Die Zürcher haben enorm viel Geduld bewiesen. An anderen Orten hätte es Wallson bereits nach dem letzten Playoff-Desaster oder spätestens nach dem miesen Saisonstart aus dem Amt gefegt. Mit der zweiten Krise in dieser Saison in den Wochen vor Weihnachten wurde er dann aber definitiv untragbar. Es war fünf nach zwölf.

Es steht enorm viel auf dem Spiel

Für die ZSC Lions steht in dieser Saison enorm viel auf dem Spiel. Zweimal infolge sind sie als Titelaspirant in den Playoff-Viertelfinals kläglich gescheitert.
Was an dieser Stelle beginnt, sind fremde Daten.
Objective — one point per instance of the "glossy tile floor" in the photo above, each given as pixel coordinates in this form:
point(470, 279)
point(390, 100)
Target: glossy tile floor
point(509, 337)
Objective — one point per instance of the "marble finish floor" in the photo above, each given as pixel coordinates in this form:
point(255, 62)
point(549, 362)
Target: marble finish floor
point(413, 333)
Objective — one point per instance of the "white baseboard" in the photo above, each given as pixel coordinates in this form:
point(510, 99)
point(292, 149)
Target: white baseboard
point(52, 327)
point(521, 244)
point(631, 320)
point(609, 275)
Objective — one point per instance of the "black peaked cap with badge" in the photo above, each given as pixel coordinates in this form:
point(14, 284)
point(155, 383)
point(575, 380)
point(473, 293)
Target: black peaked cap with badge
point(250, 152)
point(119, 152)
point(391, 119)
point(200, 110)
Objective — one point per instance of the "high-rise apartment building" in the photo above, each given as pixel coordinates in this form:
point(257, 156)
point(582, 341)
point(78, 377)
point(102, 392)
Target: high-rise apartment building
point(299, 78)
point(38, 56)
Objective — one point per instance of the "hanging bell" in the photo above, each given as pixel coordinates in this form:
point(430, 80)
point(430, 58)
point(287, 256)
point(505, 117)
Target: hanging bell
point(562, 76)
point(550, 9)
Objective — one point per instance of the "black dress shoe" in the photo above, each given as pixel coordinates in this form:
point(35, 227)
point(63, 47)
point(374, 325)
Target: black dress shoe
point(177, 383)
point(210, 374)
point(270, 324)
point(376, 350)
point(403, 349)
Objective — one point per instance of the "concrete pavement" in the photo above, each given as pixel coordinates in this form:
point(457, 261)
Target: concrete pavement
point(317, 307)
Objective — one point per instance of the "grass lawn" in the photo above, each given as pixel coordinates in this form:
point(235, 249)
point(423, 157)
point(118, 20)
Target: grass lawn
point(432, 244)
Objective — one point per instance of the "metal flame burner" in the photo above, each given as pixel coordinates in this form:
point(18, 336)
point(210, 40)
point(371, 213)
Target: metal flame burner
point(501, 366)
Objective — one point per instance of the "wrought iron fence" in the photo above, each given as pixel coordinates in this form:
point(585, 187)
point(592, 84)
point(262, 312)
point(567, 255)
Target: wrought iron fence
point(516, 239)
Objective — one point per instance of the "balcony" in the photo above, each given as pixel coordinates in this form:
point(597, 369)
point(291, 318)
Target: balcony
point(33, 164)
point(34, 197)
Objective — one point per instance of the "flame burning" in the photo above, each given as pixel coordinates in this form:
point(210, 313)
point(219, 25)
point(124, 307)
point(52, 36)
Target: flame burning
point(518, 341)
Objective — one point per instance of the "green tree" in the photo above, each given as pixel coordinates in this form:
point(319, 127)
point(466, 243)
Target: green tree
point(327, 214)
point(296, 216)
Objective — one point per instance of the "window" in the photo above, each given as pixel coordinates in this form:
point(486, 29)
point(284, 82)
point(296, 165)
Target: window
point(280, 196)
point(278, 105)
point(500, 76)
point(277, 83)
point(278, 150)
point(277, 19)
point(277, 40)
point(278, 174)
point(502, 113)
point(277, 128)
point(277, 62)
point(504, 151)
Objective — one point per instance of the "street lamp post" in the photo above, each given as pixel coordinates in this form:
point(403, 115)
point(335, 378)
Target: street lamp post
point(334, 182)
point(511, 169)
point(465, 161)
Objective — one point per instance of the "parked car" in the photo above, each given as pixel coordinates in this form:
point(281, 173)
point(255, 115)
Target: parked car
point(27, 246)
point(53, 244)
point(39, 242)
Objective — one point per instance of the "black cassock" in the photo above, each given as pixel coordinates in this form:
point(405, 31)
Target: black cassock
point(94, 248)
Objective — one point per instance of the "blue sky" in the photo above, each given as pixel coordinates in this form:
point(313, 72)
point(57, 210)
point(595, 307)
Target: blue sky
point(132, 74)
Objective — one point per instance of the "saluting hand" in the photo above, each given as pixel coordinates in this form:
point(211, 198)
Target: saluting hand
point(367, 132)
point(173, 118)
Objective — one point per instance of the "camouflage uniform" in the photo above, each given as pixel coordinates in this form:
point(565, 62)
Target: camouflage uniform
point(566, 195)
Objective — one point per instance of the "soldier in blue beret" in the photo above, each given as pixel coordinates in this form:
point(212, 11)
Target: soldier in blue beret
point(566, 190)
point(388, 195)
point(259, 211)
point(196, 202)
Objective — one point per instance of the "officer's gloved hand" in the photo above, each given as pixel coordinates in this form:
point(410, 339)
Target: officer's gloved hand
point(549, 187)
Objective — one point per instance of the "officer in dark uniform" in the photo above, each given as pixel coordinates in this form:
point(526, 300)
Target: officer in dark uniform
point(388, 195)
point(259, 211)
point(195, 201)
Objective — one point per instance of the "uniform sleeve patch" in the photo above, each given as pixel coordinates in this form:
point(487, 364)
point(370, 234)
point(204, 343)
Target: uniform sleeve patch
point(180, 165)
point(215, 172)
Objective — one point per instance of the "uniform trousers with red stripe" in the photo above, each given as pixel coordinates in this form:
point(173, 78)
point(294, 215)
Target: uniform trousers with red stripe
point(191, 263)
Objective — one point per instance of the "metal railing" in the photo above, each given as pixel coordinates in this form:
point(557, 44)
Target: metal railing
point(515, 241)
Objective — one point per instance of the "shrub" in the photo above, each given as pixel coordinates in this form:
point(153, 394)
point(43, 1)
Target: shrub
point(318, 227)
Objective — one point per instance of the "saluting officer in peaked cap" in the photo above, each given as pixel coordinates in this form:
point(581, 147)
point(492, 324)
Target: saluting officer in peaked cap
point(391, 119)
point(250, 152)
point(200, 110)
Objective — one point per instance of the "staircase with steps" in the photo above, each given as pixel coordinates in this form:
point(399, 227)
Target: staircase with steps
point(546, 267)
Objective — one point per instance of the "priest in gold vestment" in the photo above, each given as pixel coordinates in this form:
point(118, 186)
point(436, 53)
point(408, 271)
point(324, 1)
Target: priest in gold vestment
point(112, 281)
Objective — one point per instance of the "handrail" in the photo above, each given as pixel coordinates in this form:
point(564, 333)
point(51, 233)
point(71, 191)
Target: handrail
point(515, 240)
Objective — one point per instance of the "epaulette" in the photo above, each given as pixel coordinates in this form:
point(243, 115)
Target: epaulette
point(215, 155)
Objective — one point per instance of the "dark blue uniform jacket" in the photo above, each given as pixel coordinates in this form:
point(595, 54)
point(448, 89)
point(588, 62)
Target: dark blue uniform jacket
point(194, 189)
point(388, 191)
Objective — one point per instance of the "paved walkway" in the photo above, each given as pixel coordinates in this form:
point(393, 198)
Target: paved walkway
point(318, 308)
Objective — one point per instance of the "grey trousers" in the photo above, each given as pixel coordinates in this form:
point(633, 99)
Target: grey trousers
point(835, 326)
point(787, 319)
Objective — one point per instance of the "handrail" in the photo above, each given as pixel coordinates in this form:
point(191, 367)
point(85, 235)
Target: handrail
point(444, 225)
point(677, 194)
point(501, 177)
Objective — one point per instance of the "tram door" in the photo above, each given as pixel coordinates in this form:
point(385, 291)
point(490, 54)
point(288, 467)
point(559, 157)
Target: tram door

Wenn sie nun nicht gerade noch rechtzeitig die Notbremse gezogen hätten und damit ein klares Zeichen gesetzt hätten, alles zu unternehmen, um diese bislang verkorkste Saison noch zu retten, hätten sie ihren Status als erfolgsorientiertes Sportunternehmen und ihre Glaubwürdigkeit verloren.

Mit ihrem langen Zuwarten haben sie in ihrem Umfeld viele Leute verärgert und auch Fans vergrault. Dies schlug sich nicht zuletzt in den Zuschauerzahlen nieder. Und der ZSC kämpft derzeit nicht nur um den sportlichen Erfolg, sondern vor allem auch gegen einen massiven Einbruch beim Saisonkartenverkauf in der nächsten Spielzeit. Die Konkurrenz im Unterhaltungssektor ist in Zürich gross – und von den ZSC Lions wurde man nun schon länger nicht mehr gut unterhalten.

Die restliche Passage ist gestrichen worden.